If someone is searching for "how to make a blueberry pie", and they get an article entitled "how to make a blueberry pie", they're happy. Are they actually going to make a blueberry pie? Probably not. Therefore, it doesn't really matter whether they get a good blueberry pie recipe or a bad blueberry pie recipe. As long as they quickly get to a well-designed page that they won't read anyhow because no one reads on the Internet which has a few bullet points they'll skim fast and a blueberry pie picture on it, they're happy. Their blueberry pie voyeurism need is fulfilled.
Content mills make that happen, for huge segments of the population. Let me strip that of euphemism: content mills make this happen for women, the elderly, and the technically disinclined. Absent the content mill, there is insufficient "organically produced" content on the things they care about on the Internet because their participation on the Internet is dramatically less than y'alls participation is and y'all -- speaking in generalities -- do not blog about good blueberry pie recipes.
You can think of content mills as an organism in symbiosis with Google: how to you juice relevance algorithms to identify the sliver of a sliver of a fraction of the Internet which talks about blueberry pies and other things your mom cares about, identify the best tangentially related article, and present it to her every time? Well, you could have your crack teams of geniuses work on it for a few years, even though your favorite tricks like PageRank are likely to function less well because there's less linking data to go around. Or, in the alternative, you could encourage content farming.

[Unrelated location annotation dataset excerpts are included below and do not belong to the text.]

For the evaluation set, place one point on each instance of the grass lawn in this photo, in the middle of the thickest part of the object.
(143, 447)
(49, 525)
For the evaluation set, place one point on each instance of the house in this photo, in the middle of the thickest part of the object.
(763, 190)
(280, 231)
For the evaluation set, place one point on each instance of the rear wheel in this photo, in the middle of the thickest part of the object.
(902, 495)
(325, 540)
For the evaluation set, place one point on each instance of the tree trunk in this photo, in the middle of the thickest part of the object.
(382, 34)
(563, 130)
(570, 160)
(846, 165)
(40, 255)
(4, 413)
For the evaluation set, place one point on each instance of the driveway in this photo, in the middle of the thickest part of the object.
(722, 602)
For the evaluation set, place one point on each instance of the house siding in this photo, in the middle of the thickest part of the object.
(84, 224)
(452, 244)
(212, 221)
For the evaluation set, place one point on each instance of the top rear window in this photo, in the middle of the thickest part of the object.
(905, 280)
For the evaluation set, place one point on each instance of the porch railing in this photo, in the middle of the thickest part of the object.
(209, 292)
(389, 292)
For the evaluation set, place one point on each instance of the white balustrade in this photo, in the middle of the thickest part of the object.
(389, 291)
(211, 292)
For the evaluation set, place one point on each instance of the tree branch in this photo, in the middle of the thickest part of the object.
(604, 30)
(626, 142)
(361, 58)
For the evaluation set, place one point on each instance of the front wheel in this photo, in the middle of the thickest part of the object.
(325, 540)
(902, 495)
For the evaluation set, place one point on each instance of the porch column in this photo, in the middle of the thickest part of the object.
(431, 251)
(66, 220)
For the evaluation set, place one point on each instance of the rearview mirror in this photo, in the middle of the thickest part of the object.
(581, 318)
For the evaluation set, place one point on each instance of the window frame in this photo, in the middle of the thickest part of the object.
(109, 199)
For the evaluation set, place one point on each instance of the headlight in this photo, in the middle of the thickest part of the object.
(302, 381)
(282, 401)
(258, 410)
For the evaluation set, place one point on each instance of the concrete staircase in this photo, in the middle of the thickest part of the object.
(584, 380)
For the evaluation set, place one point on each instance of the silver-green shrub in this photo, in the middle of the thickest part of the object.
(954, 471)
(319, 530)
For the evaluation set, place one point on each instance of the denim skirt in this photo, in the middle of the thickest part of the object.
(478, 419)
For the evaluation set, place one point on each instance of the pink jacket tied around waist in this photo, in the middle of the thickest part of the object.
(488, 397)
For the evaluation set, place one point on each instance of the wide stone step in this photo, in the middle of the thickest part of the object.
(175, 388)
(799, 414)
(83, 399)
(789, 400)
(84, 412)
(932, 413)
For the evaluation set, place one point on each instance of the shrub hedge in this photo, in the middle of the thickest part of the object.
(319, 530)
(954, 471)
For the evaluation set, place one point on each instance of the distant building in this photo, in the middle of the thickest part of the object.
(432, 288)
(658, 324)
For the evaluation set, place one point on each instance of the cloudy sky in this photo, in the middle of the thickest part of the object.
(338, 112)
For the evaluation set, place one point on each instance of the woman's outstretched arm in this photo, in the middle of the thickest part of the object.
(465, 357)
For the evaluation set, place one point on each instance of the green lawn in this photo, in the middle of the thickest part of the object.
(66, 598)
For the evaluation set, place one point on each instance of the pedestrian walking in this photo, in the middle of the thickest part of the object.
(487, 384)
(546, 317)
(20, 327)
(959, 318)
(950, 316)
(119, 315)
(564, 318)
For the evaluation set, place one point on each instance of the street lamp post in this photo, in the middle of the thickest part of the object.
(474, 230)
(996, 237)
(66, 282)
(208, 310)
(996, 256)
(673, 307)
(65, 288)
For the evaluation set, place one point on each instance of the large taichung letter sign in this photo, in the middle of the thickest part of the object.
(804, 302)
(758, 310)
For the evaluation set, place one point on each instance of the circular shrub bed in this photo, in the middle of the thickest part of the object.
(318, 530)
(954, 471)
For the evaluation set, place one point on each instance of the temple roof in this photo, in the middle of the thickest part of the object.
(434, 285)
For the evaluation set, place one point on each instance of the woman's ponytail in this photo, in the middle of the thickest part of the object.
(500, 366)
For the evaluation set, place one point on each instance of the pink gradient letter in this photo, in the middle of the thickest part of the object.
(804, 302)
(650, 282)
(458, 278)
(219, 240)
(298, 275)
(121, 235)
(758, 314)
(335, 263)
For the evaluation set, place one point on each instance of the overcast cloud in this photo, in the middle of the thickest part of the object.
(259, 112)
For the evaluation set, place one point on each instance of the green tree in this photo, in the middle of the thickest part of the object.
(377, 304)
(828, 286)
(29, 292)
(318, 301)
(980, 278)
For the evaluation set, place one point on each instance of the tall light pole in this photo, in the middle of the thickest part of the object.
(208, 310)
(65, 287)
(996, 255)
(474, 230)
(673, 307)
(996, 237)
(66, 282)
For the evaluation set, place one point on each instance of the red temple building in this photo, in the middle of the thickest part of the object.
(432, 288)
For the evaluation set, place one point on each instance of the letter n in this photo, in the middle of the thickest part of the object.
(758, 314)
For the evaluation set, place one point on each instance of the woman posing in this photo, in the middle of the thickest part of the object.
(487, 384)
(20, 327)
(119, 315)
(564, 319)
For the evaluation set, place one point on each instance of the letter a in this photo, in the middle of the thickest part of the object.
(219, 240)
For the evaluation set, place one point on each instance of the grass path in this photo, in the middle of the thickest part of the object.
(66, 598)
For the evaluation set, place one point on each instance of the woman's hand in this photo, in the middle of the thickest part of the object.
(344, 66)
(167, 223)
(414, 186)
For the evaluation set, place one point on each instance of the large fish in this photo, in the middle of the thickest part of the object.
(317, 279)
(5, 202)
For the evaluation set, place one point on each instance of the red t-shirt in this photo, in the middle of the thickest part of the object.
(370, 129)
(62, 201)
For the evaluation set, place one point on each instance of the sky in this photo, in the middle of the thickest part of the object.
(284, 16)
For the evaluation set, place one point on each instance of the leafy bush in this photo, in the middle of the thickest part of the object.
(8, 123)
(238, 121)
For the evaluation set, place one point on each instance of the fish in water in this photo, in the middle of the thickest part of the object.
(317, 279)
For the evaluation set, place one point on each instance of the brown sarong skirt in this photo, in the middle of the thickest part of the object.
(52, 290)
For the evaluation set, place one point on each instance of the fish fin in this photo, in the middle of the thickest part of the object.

It surely has not escape Google's notice that their bottom line revenue increases by about 80% of the top-line revenue of the entire content farming industry, incidentally. Contextual ads are the perfect monetization vehicle for laser-targeted content produced at quality which will be solely viewed in search mode, and Google owns that entire field.
I could write a lot about this, but the central issue is that it is very very hard to make changes that sacrifice on-topic-ness for good-ness that don't make the results in general worse. We're working on it though, and I suspect we'll never stop.
I think a lot of the promise lies in as you said, identifying the tangentially related article, or as I like to frame it, bringing more queries into the head. We've launched a lot of changes that do exactly this. (But you are right, it is difficult, and fundamentally so. Language is hard.)
That site has a few thousand crappy reviews scraped from all over the place. It comes up on google all the time and it's something that I automatically ignore.
It then returns a page with your search queries and no information.
What use is a site that simply returns search queries?
Why aren't sites that scrape content blacklisted?
The problem is more difficult than you'd think. For instance, virtually every news organization "scrapes" the associated press, but we wouldn't want to throw out every news organization.
Content-free search result pages are things we do try to remove, even manually if it becomes a big enough problem.
If they're not adding real value, like analysis or graphics or commentary or whatnot, why would you want to keep them if they're all just duplicates?
I had a friend work at a startup to solve this problem exact: we read virtually identical articles about the same bit of news on all the news sites. The startup was working on highlighting only the unique bits of each article and recommend the one article that seems to have the most pieces of information. You would read the one and skim to the unique bits of the others, and you would have gotten all angles and facts much more quickly.
Shame they closed it up.
What like Google News?
It's a lame joke but it shows you how fine the line is between 'scraping' and 'aggregating' content.
In fact, I haven't seen any Google-owned scraping or aggregating page in a result that I've clicked through. They are big believers in the theory that you should look at exactly one search results page, not a page that takes you to a page that takes you to (...) the result you actually wanted.
What about Google Health results? Try [Whooping Cough] or similar. Top 'result' is a Google health page whose main column is all content republished from Medline. Right column is essentially 'more results' from News and Scholar.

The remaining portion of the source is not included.